# Mk4 Jetta VR6 - Replacing rear rotors and pads - what about hardware?



## d4jettavr6 (Aug 20, 2002)

I have a 2000 Jetta VR6 w/70k miles on it. Having already ground down one set of rear rotors @ 36k miles (I do a lot of highway driving!), I'm now ready to replace the rear rotors and pads again. Got the rotors, pads and piston tool from www.parts4vws.com, so now I'm ready to put them on. 
I think. 
This is the first time I've done brakes, and while I am armed with my Bentley manual, I still have a few questions:








1) Is replacing the dust cap with new really required?
2) Mounting hardware (bolts) for the calipers - reuse or replace?
3) High temp silicone on the backs of the pads to reduce noise? (read this somewhere)
4) If I do need to replace the cap or bolts - Autozone or VW dealer?
Thanks,
-- Don4


----------



## Vr6en (May 22, 2001)

*Re: Mk4 Jetta VR6 - Replacing rear rotors and pads - what about hardware? (d4jettavr6)*

Hey! I actually just did the same thing this past sunday. Let me tell you, go to autozone and get the caliper compressor(you have to rotate and push) to get the piston to compress. but, yes, I would definately reccomend getting new caliper bolts(the ones that hold the caliper to the carrier). They are made of that really soft metal that likes to round off really easily. call up a dealer and ask them to take them from a rear brake pad kit(they will charge you like $3 a bolt, but well worth it to not have a rounded off one back on). the job is super easy when you have the correct tools. if you have any more ?'s feel free to ask! http://****************.com/smile/emthup.gif








oh yeah, no need on the dust cap


[Modified by Vr6en, 10:34 AM 8-20-2002]


----------



## JohnJP27 (Jul 24, 2001)

*Re: Mk4 Jetta VR6 - Replacing rear rotors and pads - what about hardware? (d4jettavr6)*

I just replaced my rear brake pads (with new OEM pads) this past weekend, and with the Bentley to guide you, it's not bad at all. As for your questions:
1.) I'm not sure what the "dust cap" is exactly, so I guess I didn't replace it.

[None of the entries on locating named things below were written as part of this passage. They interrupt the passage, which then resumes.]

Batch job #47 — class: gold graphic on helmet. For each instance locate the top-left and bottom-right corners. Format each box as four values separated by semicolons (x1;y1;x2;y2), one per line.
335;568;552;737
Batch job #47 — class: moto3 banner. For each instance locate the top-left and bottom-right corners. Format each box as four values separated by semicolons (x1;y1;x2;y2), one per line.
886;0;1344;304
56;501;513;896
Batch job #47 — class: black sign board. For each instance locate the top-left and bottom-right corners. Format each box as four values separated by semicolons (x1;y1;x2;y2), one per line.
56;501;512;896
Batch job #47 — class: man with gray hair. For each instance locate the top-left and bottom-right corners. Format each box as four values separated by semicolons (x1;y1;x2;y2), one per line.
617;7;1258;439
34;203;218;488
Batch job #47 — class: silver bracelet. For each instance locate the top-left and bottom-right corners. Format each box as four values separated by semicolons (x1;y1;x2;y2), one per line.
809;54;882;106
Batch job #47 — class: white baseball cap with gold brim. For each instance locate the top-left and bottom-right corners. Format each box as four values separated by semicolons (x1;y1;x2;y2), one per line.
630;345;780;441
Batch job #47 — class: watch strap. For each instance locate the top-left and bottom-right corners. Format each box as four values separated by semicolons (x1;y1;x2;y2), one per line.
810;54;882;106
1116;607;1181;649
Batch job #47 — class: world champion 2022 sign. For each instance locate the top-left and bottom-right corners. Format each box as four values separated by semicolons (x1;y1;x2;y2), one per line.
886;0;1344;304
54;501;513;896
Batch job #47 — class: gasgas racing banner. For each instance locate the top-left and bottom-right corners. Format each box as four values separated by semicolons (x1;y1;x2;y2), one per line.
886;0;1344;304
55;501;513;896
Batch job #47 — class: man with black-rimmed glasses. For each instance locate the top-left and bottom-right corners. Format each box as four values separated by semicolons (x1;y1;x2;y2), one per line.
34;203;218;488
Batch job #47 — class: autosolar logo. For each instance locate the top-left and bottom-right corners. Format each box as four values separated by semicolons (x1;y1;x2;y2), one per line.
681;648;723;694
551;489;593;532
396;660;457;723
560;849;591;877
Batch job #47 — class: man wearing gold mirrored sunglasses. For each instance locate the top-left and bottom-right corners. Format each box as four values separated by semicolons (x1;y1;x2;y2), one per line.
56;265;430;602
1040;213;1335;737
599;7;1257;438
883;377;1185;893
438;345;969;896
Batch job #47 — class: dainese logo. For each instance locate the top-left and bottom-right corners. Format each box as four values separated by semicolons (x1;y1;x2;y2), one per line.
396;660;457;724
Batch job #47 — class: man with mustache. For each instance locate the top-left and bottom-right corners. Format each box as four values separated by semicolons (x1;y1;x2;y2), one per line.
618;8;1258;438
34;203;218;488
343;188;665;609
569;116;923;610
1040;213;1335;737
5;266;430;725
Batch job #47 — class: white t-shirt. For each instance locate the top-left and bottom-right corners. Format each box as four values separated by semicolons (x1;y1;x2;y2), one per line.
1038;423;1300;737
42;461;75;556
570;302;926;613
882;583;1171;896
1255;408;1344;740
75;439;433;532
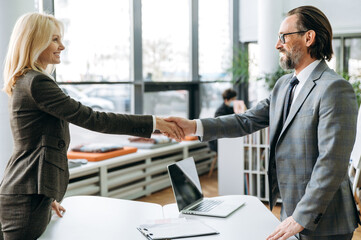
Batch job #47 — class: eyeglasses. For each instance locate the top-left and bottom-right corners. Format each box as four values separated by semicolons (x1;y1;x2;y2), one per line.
278;30;308;44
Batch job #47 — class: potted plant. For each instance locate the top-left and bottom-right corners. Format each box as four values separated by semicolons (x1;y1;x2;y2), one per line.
227;45;249;107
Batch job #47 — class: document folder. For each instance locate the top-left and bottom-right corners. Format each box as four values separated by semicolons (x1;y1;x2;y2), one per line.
137;218;219;240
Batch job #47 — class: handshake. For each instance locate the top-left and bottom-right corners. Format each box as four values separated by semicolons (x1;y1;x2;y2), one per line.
156;117;197;142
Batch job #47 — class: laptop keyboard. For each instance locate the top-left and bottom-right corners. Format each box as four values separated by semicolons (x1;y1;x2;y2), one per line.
189;200;223;212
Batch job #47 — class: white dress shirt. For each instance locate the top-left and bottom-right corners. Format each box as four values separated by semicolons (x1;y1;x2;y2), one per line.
195;60;321;137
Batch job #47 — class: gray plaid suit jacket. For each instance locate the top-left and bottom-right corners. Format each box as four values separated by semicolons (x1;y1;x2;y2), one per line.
0;71;153;201
201;61;358;236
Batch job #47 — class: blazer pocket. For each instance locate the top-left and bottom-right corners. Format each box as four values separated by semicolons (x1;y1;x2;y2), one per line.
39;147;69;193
297;109;315;118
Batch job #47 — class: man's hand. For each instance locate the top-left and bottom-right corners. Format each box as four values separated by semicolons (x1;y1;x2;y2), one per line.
155;117;185;142
164;117;197;136
267;216;304;240
51;200;66;217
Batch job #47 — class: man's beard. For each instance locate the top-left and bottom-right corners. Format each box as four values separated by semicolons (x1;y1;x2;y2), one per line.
279;46;302;70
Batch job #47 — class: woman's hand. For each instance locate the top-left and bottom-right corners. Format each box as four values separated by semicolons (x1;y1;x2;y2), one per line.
51;200;66;217
156;117;185;142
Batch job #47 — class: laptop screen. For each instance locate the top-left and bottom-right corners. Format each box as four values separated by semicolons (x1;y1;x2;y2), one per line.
168;158;203;211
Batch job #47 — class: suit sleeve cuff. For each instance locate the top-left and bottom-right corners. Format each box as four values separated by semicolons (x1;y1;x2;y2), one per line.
152;115;157;132
195;119;204;138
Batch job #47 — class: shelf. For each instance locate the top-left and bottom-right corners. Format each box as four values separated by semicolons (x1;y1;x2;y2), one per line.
65;141;215;199
218;128;269;201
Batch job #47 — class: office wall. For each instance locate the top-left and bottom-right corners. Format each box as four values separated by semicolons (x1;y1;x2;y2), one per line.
240;0;361;42
0;0;35;179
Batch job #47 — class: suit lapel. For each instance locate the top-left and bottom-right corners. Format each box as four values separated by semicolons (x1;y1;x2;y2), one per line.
280;60;328;136
270;74;293;142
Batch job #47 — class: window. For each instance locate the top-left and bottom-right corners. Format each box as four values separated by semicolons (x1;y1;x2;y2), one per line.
144;90;189;118
345;38;361;79
54;0;130;82
200;82;232;118
199;0;232;81
142;0;190;81
247;43;260;106
326;39;341;72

2.) I don't know how necessary it really is, but the Bentley says you should replace the caliper mounting bolts and retaining clips when replacing the rear pads.
3.) I didn't use any high temp silicone (OEM pads have some adhesive on the metal backplate).
4.) You should be able to get the bolts and clips separately from a VW dealer, but you might have to be persistent about it. When I was thinking about going with aftermarket pads, one dealer parts counter said I could get the bolts and clips separately without a problem, another said they only come in a complete set (pads, bolts, and clips).
Good luck with it!


----------